Friday, February 5, 2010

Abe Comes In From the Cold.


I work in a department which traffics in a handful of adjuncts. About 25% of our classes are taught by a rotating pool of part-timers, most of them barely post-grad, on the job market, young, and quite willing to take the 7:30 am and 6:00 pm classes that nobody else wants.

Of these, I've met only a couple; our hours usually don't intersect.

But, Abraham, I've met Abraham. Abe, he tells me to call him.

Abe teaches at 9 am, 1 pm, and 6 pm. All on the same day. He lives a good distance from SodaPop College, so ends up spending about 10-11 hours on campus each day. He's always in good spirits, a little older than the rest of the part-timers, and he is thankfully one academic I can talk to about sports. (Oh, dear, that's another topic for another day.)

Anyway, I saw Abe a couple of days disappear down a hidden hallway, pitch black, and open a squeaky door that led to stairs going down. The mystery was too much and when I saw him an hour or two later I asked him where he was headed.

"My office," he said.

He motioned for me to follow and down we went together.

He opened a heavy blue door into an open room, tiled with bathroom tile from floor to ceiling. Closed off spigots hung at about head height all around the place. A large drain in the center of the room was covered with a piece of awful looking plywood - it was once painted brown - I hope. Six metal desks, the kind you'd see in a movie set in a 1930s newspaper office, ringed the room, each one comically poised under the closed off shower heads. It was an old shower room. And the lights! Giant silver cowled things that were at least 12 feet above our heads. Bulbs bright enough up there, I suppose, but only a ghostly pall fell on us and the surfaces of the desks.

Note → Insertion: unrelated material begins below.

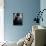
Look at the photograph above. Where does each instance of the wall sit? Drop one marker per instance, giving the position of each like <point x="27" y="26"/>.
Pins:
<point x="1" y="20"/>
<point x="28" y="8"/>
<point x="43" y="6"/>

I don't know if you've ever been in an old shower room, one that likely washed thousands of soiled bodies over decades. But perhaps you can imagine the smell. Think a YMCA before the invention of disinfectant.

And it was cold. I don't mean chilly, or "let me put my sweater on." It was bone chilling cold. You could keep dairy products here year round.

Abe sat at his desk and I pulled up a chair. He didn't know the history of the shower, or when it went out of its original use, or for how long part-timers had resided there. He popped open his cooler which he transported 2 meals in every day.

"Look, no ice," he said. "It's cold enough in here I don't have to worry anything's going to spoil."

Later that day I was at the Buildings office trying to make a copy of my office key. I had to argue and fight for 10 minutes with someone before I offered to get someone in the Dean's office on the horn. The kid made me an extra key, one for Abe.

Today, after my office hours end at 11 am, Abe is going to take over my office. It's a pleasant and airy room with windows that open, and fresh breezes that pour in off of SodaPop Bay. There are nice chairs, a decent collection of books, and - he doesn't know it yet - a mini fridge under the desk.

I can't do anything about what the college pays Abe, or his schedule. But I can bring him in from the cold for part of his day.